Let \(T\) be the intersection of surfaces of \(S_1\) and \(S_2\), that is,
\[T = \{ z \mid \|z - a\| = p, \|z - b\| = q \}.\]Then, let us calculate \(T\) more specifically. By Lemmas 1 through 3, we can prove that it is equivalent to
\(T = \{ z | \|z - c\| = \zeta, z^\top(b - a) = k\},\)
where
\(c = a + \omega(b - a),\)
\(\omega = \frac{1}{2} - \frac{q^2 - p^2}{2 d^2},\)
\(\zeta^2 = p^2 - \omega^2 d^2,\)
\(k = \frac{\|b\|^2 - \|a\|^2 - (q^2 - p^2)}{2}.\)
So, \(T\) is a surface of a hypersphere on the (n-1)-dimensional subspace \(z^\top(b - a) = k\).
To maximize \(h^\top z\) on this \(T\), we need to take \(z\) for the same direction as \(h\) as possible: due to the constraint that \(z\) must be on \(T\), we may not take \(z = \frac{\zeta}{\|h\|} h\). To maximize this, we do the followings:
- Let us decompose \(h\) into the vector in the subspace (denoted by \(\mu\in \mathbb{R}^n\)) and perpendicular to the subspace (represented as \(L(b - a)\), where \(L\in \mathbb{R}\)), that is, \(\mu = h - L(b - a)\) subject to \(\mu^\top(b - a) = 0\).
- This is solved as \(L = \frac{h^\top(b - a)}{d^2}\).
- Take \(z = c + \frac{\zeta}{\|\mu\|} \mu\) to maximize \(h^\top z\).
Therefore, \(z^* = c + \frac{\zeta}{\|\mu\|} \mu\) if neither \(f = f_1\) nor \(f = f_2\).
Lemmas
Lemma 1
Let \(a\), \(b\) in \(\mathbb{R}^n\), and
\(T = \{ z \in \mathbb{R}^n \mid \|z - a\| = p, \|z - b\| = q \}.\)
Then, \(T\) is in certain hyperplane, that is, there exists \(v\in \mathbb{R}^n\) and \(k\in \mathbb{R}\) such that \(\forall m \in T \to m^\top v = k\).

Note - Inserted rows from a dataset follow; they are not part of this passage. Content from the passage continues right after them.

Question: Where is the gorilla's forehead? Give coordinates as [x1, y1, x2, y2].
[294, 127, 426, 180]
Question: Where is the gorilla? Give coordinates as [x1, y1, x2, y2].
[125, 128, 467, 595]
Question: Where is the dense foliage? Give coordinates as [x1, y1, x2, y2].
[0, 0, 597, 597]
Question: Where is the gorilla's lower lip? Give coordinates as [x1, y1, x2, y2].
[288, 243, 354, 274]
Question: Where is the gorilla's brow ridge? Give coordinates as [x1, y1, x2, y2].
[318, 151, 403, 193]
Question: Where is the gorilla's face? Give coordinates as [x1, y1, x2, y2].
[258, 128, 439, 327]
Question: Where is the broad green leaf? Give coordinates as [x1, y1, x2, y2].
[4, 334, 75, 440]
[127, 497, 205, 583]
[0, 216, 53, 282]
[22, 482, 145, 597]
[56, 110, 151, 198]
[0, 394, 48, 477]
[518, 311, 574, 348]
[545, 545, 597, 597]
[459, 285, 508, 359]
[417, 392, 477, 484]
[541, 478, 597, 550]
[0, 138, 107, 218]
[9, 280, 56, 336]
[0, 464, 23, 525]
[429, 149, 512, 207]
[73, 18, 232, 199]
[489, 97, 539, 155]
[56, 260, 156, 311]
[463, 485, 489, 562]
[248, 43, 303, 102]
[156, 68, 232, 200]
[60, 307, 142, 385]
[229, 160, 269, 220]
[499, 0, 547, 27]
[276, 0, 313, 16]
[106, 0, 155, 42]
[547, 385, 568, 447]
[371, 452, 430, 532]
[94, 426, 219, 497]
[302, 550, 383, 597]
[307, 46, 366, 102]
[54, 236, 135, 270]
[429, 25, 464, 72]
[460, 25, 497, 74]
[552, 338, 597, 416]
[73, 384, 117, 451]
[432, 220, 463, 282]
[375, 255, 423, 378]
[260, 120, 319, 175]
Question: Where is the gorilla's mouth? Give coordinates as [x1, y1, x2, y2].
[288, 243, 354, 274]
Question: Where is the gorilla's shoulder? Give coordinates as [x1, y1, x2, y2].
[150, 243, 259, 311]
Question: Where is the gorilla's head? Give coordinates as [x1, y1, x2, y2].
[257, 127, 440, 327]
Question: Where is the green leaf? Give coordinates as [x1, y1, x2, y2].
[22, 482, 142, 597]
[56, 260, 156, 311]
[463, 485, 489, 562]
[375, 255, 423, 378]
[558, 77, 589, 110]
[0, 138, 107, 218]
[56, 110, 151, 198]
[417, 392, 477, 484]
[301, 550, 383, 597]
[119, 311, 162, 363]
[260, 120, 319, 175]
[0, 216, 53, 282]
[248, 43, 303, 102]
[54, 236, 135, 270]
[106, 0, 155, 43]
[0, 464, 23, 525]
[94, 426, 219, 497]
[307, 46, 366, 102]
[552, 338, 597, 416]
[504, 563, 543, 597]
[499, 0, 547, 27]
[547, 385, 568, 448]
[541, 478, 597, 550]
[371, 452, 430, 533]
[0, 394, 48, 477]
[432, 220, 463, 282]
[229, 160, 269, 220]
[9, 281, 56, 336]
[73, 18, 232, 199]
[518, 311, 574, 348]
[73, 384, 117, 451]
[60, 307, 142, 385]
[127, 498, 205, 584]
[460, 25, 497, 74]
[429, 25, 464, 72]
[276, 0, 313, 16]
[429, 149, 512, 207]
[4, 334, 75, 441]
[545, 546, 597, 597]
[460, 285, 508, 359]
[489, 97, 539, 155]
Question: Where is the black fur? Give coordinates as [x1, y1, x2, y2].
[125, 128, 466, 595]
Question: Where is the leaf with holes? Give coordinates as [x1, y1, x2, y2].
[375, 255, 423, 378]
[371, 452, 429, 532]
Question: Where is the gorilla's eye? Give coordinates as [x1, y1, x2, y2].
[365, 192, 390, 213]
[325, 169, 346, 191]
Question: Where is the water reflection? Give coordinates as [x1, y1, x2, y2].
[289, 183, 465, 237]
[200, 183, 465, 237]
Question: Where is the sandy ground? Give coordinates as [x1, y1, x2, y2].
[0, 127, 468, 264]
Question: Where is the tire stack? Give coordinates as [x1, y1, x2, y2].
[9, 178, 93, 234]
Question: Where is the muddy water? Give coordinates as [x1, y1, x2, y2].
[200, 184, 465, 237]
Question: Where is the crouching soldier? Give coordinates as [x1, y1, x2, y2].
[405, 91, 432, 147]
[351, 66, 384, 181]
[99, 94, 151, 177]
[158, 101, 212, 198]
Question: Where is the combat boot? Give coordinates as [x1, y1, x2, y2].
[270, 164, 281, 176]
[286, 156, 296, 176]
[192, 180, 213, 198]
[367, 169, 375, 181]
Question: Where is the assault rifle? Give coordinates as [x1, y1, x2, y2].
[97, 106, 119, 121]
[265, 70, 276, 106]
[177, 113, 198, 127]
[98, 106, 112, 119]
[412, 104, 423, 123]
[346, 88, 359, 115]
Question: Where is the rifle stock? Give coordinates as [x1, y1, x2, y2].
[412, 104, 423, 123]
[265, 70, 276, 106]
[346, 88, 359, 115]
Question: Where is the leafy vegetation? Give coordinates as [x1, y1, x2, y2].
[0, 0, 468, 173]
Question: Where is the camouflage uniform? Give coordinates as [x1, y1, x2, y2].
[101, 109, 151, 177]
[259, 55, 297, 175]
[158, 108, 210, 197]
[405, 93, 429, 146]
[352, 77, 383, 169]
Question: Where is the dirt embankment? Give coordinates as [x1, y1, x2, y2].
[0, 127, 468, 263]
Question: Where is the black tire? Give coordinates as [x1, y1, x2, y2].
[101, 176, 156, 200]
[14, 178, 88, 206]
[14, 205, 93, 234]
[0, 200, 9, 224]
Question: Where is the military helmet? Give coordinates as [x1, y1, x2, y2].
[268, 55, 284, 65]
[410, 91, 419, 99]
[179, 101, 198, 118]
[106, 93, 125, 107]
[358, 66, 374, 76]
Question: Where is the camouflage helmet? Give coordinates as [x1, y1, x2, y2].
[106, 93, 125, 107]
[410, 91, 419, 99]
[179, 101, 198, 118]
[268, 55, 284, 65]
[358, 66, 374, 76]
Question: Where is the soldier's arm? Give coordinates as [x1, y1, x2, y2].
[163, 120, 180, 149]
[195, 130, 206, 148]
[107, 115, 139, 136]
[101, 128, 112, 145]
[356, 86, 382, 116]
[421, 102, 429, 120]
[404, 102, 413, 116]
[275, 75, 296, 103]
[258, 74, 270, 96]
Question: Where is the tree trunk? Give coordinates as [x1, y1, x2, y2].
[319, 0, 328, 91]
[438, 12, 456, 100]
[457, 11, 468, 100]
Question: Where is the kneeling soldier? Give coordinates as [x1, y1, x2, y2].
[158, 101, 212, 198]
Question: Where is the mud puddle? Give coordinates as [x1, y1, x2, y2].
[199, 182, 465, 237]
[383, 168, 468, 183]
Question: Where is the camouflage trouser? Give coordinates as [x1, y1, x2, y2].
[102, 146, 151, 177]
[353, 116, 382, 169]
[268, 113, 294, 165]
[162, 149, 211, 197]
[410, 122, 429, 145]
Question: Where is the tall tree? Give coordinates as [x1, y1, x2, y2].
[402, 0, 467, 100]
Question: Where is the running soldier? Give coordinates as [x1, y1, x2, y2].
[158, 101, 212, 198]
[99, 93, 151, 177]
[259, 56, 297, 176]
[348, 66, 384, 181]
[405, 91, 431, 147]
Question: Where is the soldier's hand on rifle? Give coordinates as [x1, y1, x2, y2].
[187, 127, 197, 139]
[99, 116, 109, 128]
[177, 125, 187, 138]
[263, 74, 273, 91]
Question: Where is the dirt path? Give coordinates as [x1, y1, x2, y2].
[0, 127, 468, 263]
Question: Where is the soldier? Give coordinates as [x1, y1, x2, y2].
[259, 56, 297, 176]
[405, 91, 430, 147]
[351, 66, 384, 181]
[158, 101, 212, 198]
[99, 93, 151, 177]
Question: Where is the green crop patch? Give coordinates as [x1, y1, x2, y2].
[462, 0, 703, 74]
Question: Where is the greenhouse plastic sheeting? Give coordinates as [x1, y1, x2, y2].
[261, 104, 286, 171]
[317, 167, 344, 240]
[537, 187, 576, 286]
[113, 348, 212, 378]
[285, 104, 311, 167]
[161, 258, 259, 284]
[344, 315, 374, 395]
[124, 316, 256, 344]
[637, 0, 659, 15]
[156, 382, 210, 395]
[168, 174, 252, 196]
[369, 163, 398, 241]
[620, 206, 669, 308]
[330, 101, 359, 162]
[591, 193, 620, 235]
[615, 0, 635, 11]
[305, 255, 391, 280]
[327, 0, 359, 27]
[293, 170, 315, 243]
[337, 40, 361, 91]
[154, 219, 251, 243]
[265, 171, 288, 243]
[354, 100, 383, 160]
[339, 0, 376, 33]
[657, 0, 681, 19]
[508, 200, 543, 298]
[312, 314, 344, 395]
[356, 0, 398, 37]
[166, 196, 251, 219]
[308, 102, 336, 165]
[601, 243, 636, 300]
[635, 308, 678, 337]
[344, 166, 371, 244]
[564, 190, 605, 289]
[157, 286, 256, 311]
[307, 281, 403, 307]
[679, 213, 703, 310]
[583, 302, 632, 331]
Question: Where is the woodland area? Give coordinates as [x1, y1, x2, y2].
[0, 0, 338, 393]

Here, let \(H[T]\) be the hyperplane defined above.
Proof
Because \(\|m - a\| = p\) and \(\|m - b\| = q\), we have
\(\|m\|^2 - 2a^\top m + \|a\|^2 = p^2,\)
\(\|m\|^2 - 2b^\top m + \|b\|^2 = q^2.\)
Taking the difference of them, we have
\(2(a - b)^\top m + \|b\|^2 - \|a\|^2 = q^2 - p^2\)
and therefore
\(v = b - a,\)
\(k = \frac{\|b\|^2 - \|a\|^2 - (q^2 - p^2)}{2}.\)
Lemma 2
Let \(a\) and \(b\) be points in Lemma 1.

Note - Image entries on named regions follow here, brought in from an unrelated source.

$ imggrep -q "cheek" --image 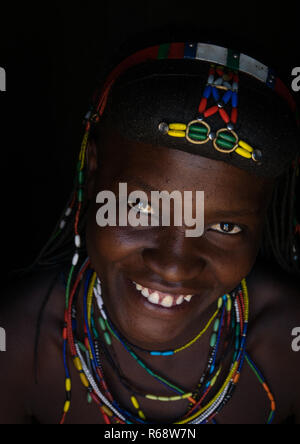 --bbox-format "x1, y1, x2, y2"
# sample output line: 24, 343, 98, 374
206, 225, 262, 292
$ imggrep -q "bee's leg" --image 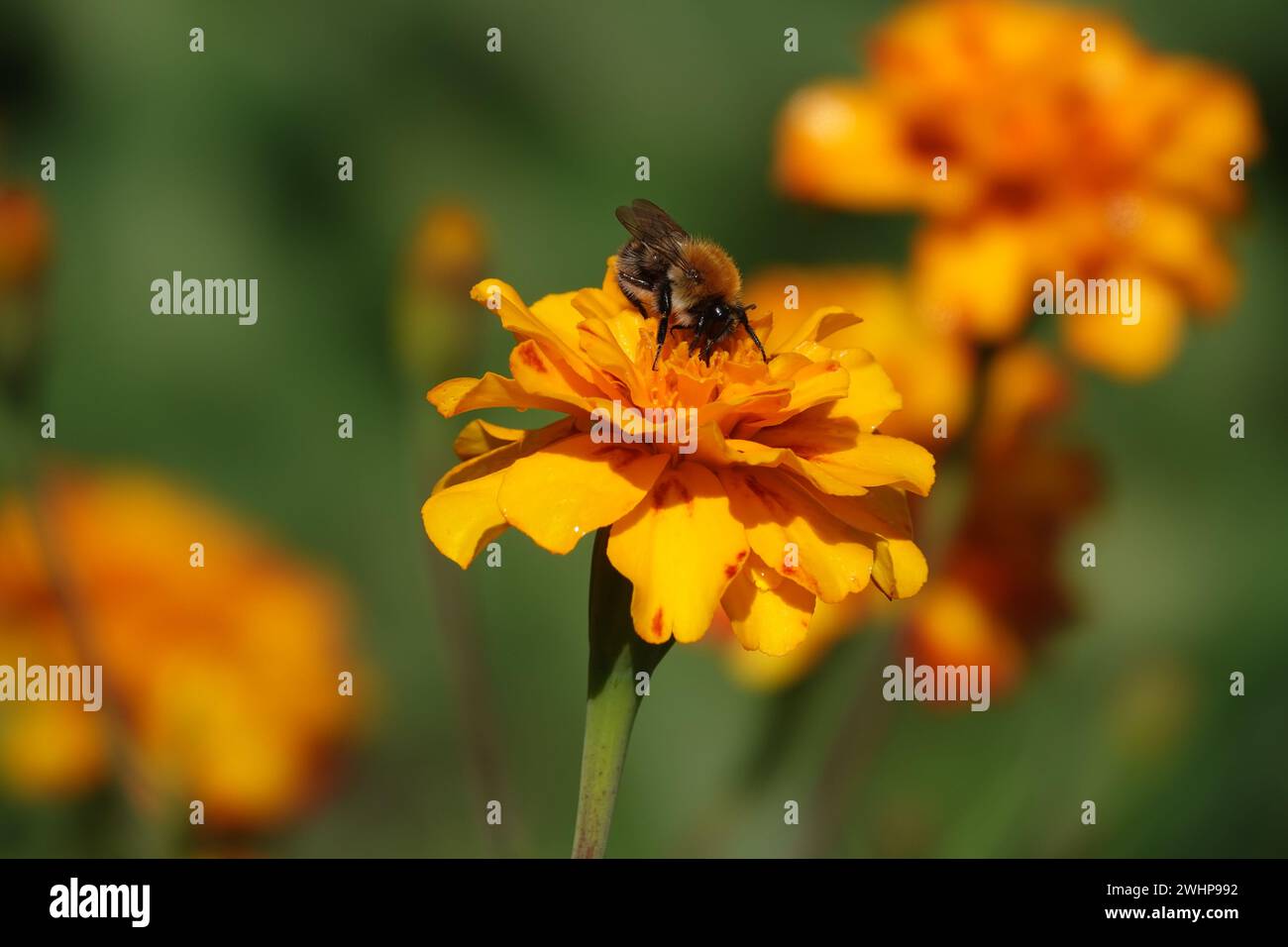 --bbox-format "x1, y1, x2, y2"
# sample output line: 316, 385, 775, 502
653, 314, 667, 369
738, 312, 769, 365
653, 275, 671, 368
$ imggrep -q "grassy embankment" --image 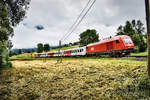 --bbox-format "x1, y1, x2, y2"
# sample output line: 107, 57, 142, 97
10, 45, 79, 60
131, 52, 148, 56
0, 58, 150, 100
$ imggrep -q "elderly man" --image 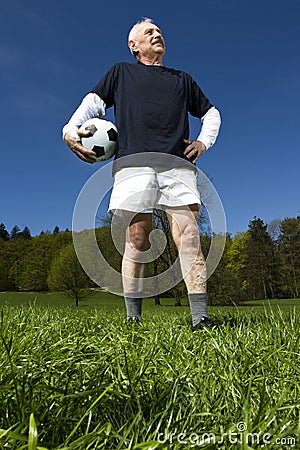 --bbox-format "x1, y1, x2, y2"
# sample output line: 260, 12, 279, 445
63, 18, 221, 331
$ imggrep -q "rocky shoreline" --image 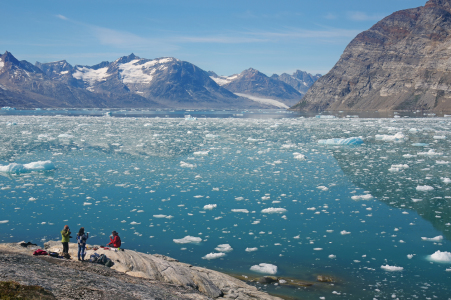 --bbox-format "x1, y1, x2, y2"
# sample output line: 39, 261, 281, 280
0, 241, 281, 300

Let \(c = a + \omega(b - a)\) (\(0 \leq \omega \leq 1\)), that is, \(c\) is a point on the line segment between \(a\) and \(b\).
Then, \(c\) is on the hyperplane \(H[T]\) if
\(\omega = \frac{1}{2} - \frac{q^2 - p^2}{2 d^2}.\)
Proof
If \(c\) is on the hyperplane \(H[T]\), \(\omega\) can be computed as
\([a + \omega(b - a)]^\top(b - a) = k.\)
As a result, \(\omega d^2 = k - a^\top(b - a) = \frac{d^2 - (q^2 - p^2)}{2}.\)
Lemma 3
\(T\) can be represented as the intersection of \(H[T]\) and “the surface of a hypersphere with center \(c\)”.

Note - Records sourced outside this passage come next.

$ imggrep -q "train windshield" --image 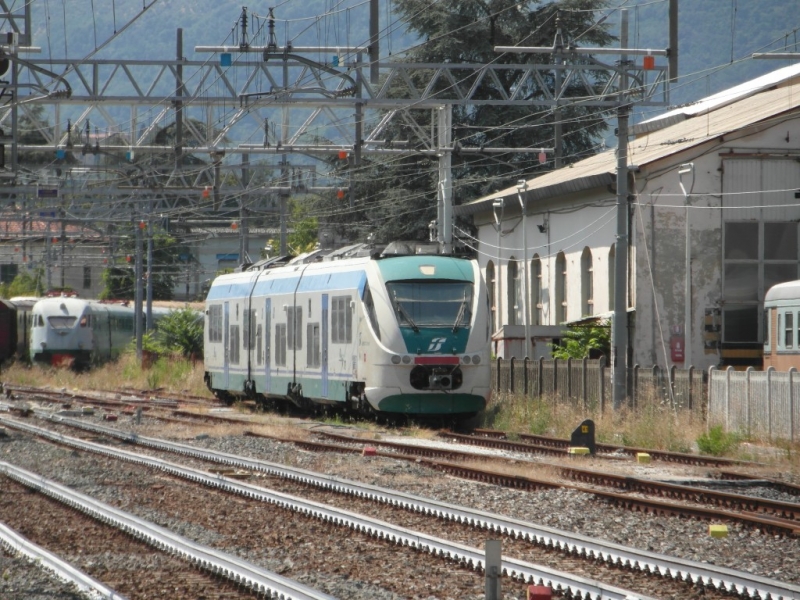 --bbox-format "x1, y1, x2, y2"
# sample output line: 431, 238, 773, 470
47, 316, 78, 329
386, 281, 472, 332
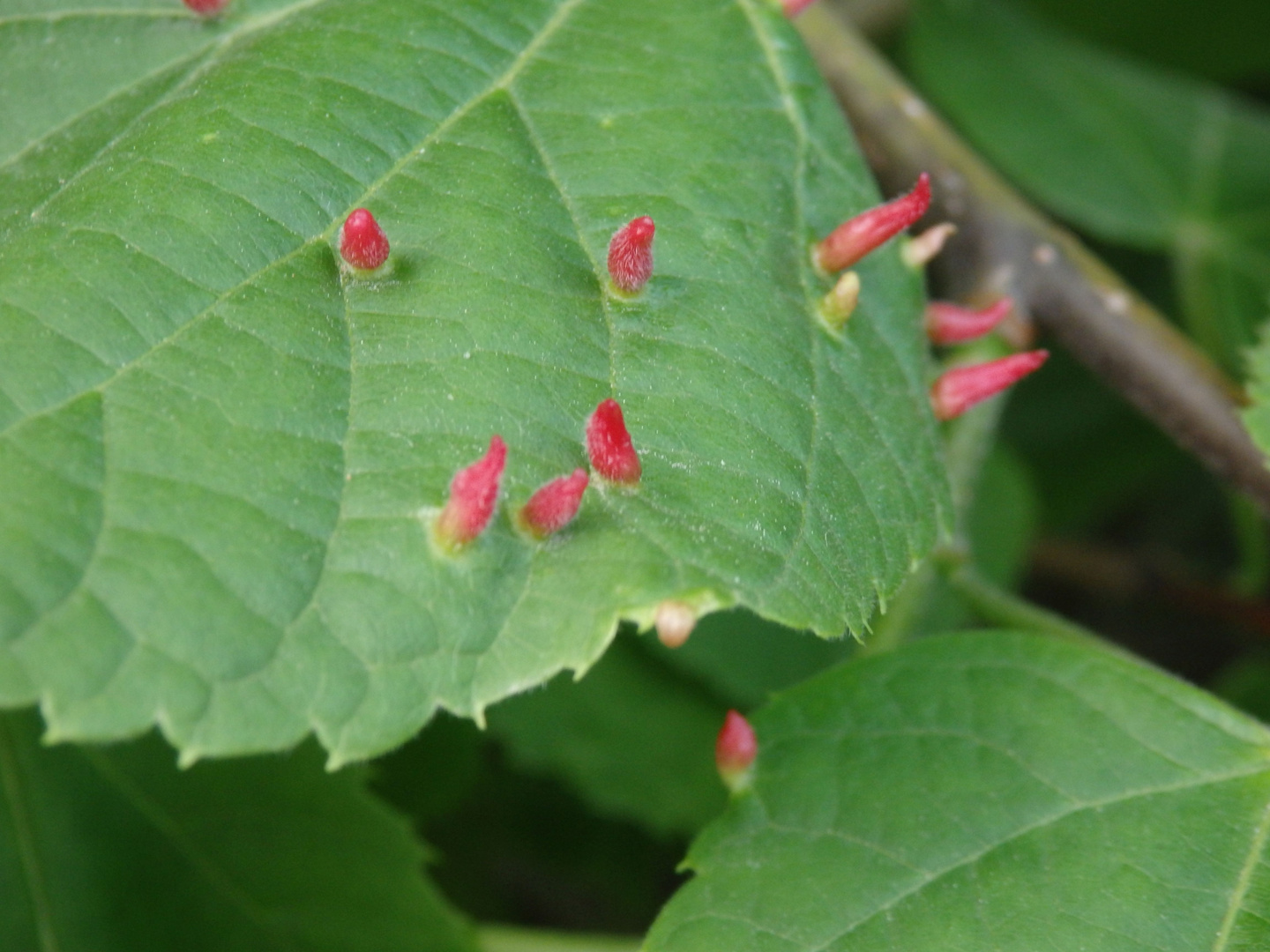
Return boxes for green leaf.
[1025,0,1270,83]
[647,632,1270,952]
[0,715,475,952]
[480,609,857,836]
[0,0,947,764]
[1244,324,1270,466]
[909,0,1270,370]
[489,636,727,834]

More specifically, There exists a positive real number \(\zeta > 0\) such that
For any \(m\in \mathbb{R}^n,\) \(m\in T\) in Lemma 1 holds if and only if \(m\) is on the hyperplane \(H[T]\) and also on the surface of the hypersphere \(\|m - c\| = \zeta\).
Proof
By the Pythagorean theorem, we can calculate as \(\zeta^2 = p^2 - \omega^2 d^2\). This \(\zeta\) assures the sufficiency of the theorem.
Let us prove the necessity, that is, any \(m\in T\) is on both \(H[T]\) and \(\|m - c\| = \zeta\), where the former is already proved as Lemma 1.
Calculating \(\|m - c\|^2\) we have
\(\|m - c\|^2 = \|c\|^2 - 2m^\top c + \|m\|^2\)
\(= \|c\|^2 - 2m^\top(a + \omega(b - a)) + \|m\|^2\)
\(= \|c\|^2 - 2m^\top a + \|m\|^2 - 2\omega m^\top(b - a)\)
\(= \|c\|^2 + p^2 - \|a\|^2 - 2\omega m^\top(b - a)\)
(By the assumption \(\|m - a\| = p\))
\(= \|c\|^2 + p^2 - \|a\|^2 - 2\omega k\)
(By Lemma 1)
\(= \|a\|^2 + \omega^2\|b - a\|^2 + 2\omega a^\top(b - a) + p^2 - \|a\|^2 - 2\omega k\)
\(= \omega[k - a^\top(b - a)] + 2\omega a^\top(b - a) + p^2 - 2\omega k\)
\(= \omega[a^\top(b - a) - k] + p^2\)
\(= p^2 - \omega^2 d^2.\)
Therefore, \(\zeta^2 = p^2 - \omega^2 d^2\) is proved to be the necessary and sufficient condition for the proposition.